Desculpe, foi engano (e viva a música!)

Agora já não sucede com frequência, mas no tempo dos telefones de disco (onde era preciso usar o indicador para rodar o disco e marcar os números) havia muitos enganos. Telefonar para um hospital, por exemplo, e ir “parar” à mercearia da esquina. “Desculpe, foi engano.” Claro que se desculpava, era mesmo assim. “É de casa de…? Ai não é? Desculpe, foi engano.” Com telefones digitais e números memorizados ainda há enganos, mas menos. Onde há muitos é noutras coisas mais públicas. Por exemplo: na Hungria confundiram refugiados com animais; viu-se pela forma como lhes atiravam a comida. E na União Europeia confundiram-nos com turistas, “adiando-os” para 9 de Outubro; como se, malas feitas, pudessem esperar outro avião.

Mas antes que nos afundemos em mais enganos, falemos de uma coisa que não é engano nenhum: o Viva a Música. Está no ar, na Antena 1, vai para 20 anos (começou agora a 20.ª temporada, que se completará em 2016), e nesse período, desde Setembro de 1996, deu-nos a ouvir semanalmente, às quintas-feiras, mais de 3 mil músicos (só a lista completa ocuparia quatro crónicas destas) em 850 programas. Sempre com música ao vivo e transmitida em directo, a partir do Teatro da Luz, em Lisboa. Apresentado por Armando Carvalhêda e com produção de Ana Sofia Carvalhêda, é um daqueles programas com que a música portuguesa (mas também a brasileira ou africana) conta e contará sempre. Que não lhe tirem este palco!

Voltando aos enganos. Há muito tempo que chegam ao meu correio electrónico, misturadas com tantas outras igualmente inúteis, mensagens de guardas municipais brasileiros. Nunca liguei por razões óbvias: não tinham nada que ver comigo. No entanto, há dias, começaram a chegar mensagens assim, como que enviadas por náufragos sem bóia: “Bom dia. Sou do Paraná e não tenho nada a ver com essa lista. Quero que meu email seja retirado dela”; “Por favor, não solicitei a inclusão de meu nome nesta lista”; “Bom dia a todos!! Considerando que não sei a razão de pertencer a esta lista, solicito que meu endereço seja retirado imediatamente da lista”; “Peço que retirem meu email.

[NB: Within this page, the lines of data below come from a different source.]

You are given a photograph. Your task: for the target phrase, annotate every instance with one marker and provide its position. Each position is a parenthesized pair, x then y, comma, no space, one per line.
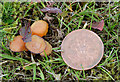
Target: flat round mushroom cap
(39,28)
(48,49)
(82,49)
(17,44)
(37,45)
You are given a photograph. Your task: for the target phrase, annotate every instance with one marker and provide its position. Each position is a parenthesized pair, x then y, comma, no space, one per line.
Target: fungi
(37,45)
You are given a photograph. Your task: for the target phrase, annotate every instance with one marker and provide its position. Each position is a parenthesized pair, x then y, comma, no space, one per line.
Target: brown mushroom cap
(39,28)
(37,45)
(18,44)
(48,49)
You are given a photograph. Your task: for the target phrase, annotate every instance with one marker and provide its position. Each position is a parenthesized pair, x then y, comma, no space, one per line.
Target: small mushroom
(37,45)
(18,44)
(48,49)
(39,28)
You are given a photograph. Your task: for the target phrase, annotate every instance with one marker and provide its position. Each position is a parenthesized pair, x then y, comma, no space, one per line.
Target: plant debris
(51,10)
(98,25)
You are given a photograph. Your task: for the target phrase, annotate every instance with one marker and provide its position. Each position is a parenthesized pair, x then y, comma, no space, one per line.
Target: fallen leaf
(98,25)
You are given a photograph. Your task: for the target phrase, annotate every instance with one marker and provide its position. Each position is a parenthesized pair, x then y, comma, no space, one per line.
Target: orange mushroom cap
(18,44)
(39,28)
(37,45)
(48,49)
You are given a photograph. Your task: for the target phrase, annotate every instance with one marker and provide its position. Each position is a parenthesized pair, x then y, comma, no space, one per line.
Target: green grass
(24,66)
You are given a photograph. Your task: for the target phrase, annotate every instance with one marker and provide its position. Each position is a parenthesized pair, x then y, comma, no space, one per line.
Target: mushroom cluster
(37,45)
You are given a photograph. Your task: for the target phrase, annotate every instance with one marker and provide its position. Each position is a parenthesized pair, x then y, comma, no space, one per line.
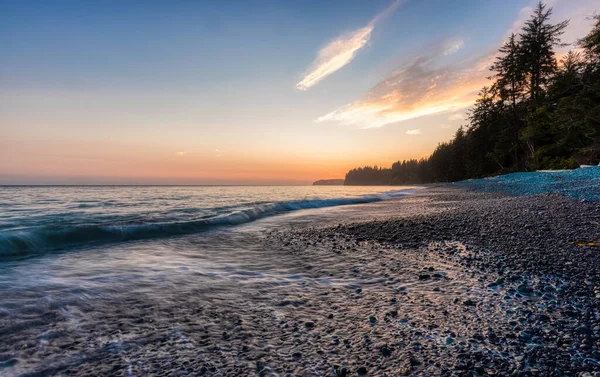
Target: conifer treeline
(535,114)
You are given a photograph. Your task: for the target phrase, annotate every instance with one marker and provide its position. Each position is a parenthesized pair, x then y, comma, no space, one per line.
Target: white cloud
(452,46)
(341,51)
(420,88)
(335,55)
(457,116)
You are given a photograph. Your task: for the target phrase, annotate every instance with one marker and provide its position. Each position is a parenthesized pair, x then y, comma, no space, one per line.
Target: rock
(340,371)
(385,351)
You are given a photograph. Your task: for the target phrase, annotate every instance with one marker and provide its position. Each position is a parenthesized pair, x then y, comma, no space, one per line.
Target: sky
(241,92)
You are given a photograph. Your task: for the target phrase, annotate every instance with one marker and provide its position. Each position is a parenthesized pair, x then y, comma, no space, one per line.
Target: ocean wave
(39,240)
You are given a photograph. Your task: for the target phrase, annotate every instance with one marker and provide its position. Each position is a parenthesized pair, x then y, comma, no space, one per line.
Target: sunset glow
(201,93)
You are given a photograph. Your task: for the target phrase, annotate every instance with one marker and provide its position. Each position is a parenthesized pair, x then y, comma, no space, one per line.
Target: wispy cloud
(453,45)
(457,116)
(341,51)
(429,85)
(420,88)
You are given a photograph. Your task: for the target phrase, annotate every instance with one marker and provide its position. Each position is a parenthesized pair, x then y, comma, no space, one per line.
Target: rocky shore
(445,283)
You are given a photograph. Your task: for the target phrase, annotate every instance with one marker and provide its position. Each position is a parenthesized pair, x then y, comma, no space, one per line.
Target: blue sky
(239,91)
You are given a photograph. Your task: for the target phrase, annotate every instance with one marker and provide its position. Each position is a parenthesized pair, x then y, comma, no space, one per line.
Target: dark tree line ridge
(536,113)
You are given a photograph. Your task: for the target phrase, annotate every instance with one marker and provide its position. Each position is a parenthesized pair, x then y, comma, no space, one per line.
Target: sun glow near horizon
(197,93)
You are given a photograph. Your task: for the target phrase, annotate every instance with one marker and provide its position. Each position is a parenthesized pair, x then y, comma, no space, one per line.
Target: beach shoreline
(445,282)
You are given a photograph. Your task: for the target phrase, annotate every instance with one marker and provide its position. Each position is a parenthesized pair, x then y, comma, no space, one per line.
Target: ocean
(79,262)
(44,219)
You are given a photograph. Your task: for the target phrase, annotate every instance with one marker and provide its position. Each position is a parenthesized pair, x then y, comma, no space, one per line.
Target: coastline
(445,282)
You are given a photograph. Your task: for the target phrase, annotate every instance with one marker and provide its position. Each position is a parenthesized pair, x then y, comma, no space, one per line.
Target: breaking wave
(39,240)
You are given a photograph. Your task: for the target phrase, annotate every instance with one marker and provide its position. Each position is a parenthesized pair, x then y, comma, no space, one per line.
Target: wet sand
(444,283)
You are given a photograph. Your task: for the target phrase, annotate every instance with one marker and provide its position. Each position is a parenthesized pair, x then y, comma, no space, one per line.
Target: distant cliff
(329,182)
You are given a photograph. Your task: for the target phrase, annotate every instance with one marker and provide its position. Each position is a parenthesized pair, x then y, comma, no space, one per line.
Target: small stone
(385,351)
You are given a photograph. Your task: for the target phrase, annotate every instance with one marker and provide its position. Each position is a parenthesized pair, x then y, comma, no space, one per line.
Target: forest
(538,112)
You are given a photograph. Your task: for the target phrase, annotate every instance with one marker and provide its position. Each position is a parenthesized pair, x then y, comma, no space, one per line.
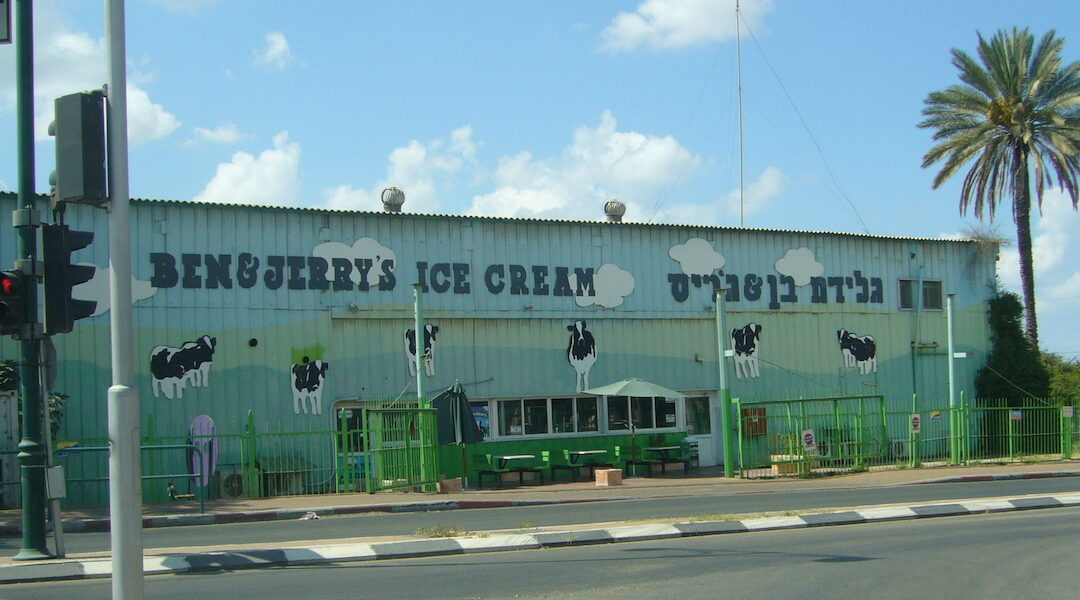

Obrigado!”; “Não quero mais receber isso. Me retirem da lista”; “Nos retirem desses emails. Não estamos pedindo nada demais”; “Também quero sair.”

Mas do que tratava tal correspondência, que nunca entendi? Não havia tema nas mensagens, apenas uma salgalhada de palavras de modo a manter intrigados os (involuntários) receptores. Pois assim se extinguiu a inútil correspondência dos guardasmunicipais.com.br. Se existir alguma guarda municipal algures no Brasil, comunique por telefone. E sem trocar os números!

Mas um dos enganos mais embaraçosos destes dias foi o que ocorreu em Manhattan. Um homem de 35 anos viu-se atirado ao chão por cinco polícias, algemado e detido durante 15 minutos. Pormenor: o homem era negro e os polícias brancos. Segundo pormenor: o detido era James Blake, antigo tenista norte-americano que estava à porta de um hotel à espera do carro que o levaria ao Open de ténis dos EUA. Desfeito o engano, disseram que Blake, que ficou ferido, fora “identificado de forma errónea por uma testemunha” num caso relacionado com telemóveis e cartões de crédito falsos. Mas o ex-tenista continuou atónito: “A força usada era completamente desnecessária. Eu estava ali parado, não tentei fugir, não ameacei ninguém.” Engano, claro. Mas antigo... Segundo o New York Times, o agente que atirou Blake ao chão já tinha sido acusado de uso excessivo de força por pelo menos sete pessoas. O guarda não pediu desculpa a Blake, desfeito o equívoco, foi a Polícia de Nova Iorque que teve de fazê-lo formalmente. Blake diz que deviam tirar-lhe o crachá. Mas ainda decorre um inquérito…

E se tivesse sido em Martha’s Vineyard, em pleno Verão? Imaginemos o quadro: “Vêem aquele sujeito de camisola, jeans, boné azul na cabeça puxado para os olhos e com um saco de papel nas mãos? Suspeito, no mínimo. Imobilizem-no, mantenham-no colado ao chão, sejam duros. Ele diz o quê? Casa Branca? Oh, desculpe, foi engano, pode levantar-se. Não volta a acontecer, Sr. Presidente.”